Sakamoto/Schreiber - Toronto 1977-2007 series starts here.
Continued from yesterday
This spring, I bought a new camera - that Pentax K10D that I'd read so much about, and with it a 17-70mm lens that would give me a 25-105mm equivalent angle of view in 35mm terms (Technical point: like many DSLR cameras, the Pentax uses a 1.5 crop APS-C sensor. That means that it's smaller than a frame of 35mm film to the degree that any given lens focal length (e.g. 19mm) would be multiplied by 1.5 to get the equivalent length if it had been used on a 35mm camera. Thus, that 19mm lens used on an APS-C camera will give you an image roughly identical in terms of field of view to that of a 28mm lens used on a 35mm camera.)
I had guessed that since the original photos were apparently wider than if they had been taken using a 35mm lens, but they weren't fish-eye photos by any means, they were probably taken using a 28mm lens - that being the most common wide angle focal length used during the 1970s. Luckily zoom lenses weren't nearly as common then as now so the focal length seemed consistent at least.
Note: I forgot the watermark on this one. I'll add it when I get a chance. So much has changed here.

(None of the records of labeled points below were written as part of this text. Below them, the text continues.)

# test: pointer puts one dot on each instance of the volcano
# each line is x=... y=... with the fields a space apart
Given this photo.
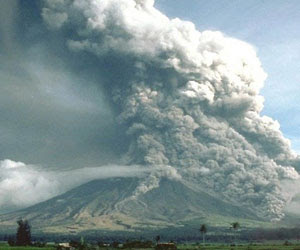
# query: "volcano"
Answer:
x=110 y=204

The CN tower (undoubtedly the defining feature of Toronto's skyline) was newly built in 1977. Cheap people like me sometimes go to the base and look up rather than paying the ridiculous fee to actually get to the top. But the view is fantastic. You'll note that the angle of view isn't quite the same in the two photos. I probably would have been able to improve it if I'd gone back a few times, but it's kind of out of the way for me compared to the other downtown locations, so I decided that this one is 'good enough'. Too much perfectionism can doom a project.

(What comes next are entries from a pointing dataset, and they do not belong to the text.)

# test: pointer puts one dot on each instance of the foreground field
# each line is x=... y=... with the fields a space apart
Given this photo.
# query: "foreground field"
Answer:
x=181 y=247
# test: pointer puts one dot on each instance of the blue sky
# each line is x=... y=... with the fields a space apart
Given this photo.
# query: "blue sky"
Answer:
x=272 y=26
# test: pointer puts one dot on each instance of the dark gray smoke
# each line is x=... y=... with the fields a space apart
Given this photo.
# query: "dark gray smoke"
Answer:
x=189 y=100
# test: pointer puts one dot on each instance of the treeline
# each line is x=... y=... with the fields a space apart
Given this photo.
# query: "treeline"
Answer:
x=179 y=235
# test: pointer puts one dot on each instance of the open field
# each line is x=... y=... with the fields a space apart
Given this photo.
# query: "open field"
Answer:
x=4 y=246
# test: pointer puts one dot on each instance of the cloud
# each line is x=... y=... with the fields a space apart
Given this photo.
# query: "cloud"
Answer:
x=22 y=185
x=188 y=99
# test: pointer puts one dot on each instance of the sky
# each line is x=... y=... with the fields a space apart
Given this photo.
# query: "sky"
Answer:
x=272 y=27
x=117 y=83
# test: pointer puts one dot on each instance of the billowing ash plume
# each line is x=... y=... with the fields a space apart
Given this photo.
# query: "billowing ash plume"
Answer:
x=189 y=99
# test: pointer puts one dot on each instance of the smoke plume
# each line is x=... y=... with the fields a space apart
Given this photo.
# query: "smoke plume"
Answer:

One thing obviously missing in the modern photo is the real star of the 1977 version: the statue. When I saw the original photo I thought it rang a bell and I wasn't sure if it was from memories of visiting the base of the tower in the past. But it turns out I often pass it on my way to work. Since 1994, the statue Universal Man (which was originally commissioned for CN by the artist Gerald Gladstone) has been situated in the parking lot of the Yorkdale Mall. Here's a recent picture I took. I feel kind of sad seeing it there so out of place in that shopper's mecca. In front of the CN tower, it seemed to show a kind of yearning for knowledge and greatness, giving meaning to its name. In front of the shopping centre, it just looks grotesque and filled with desparate rage, like Goya's Saturn.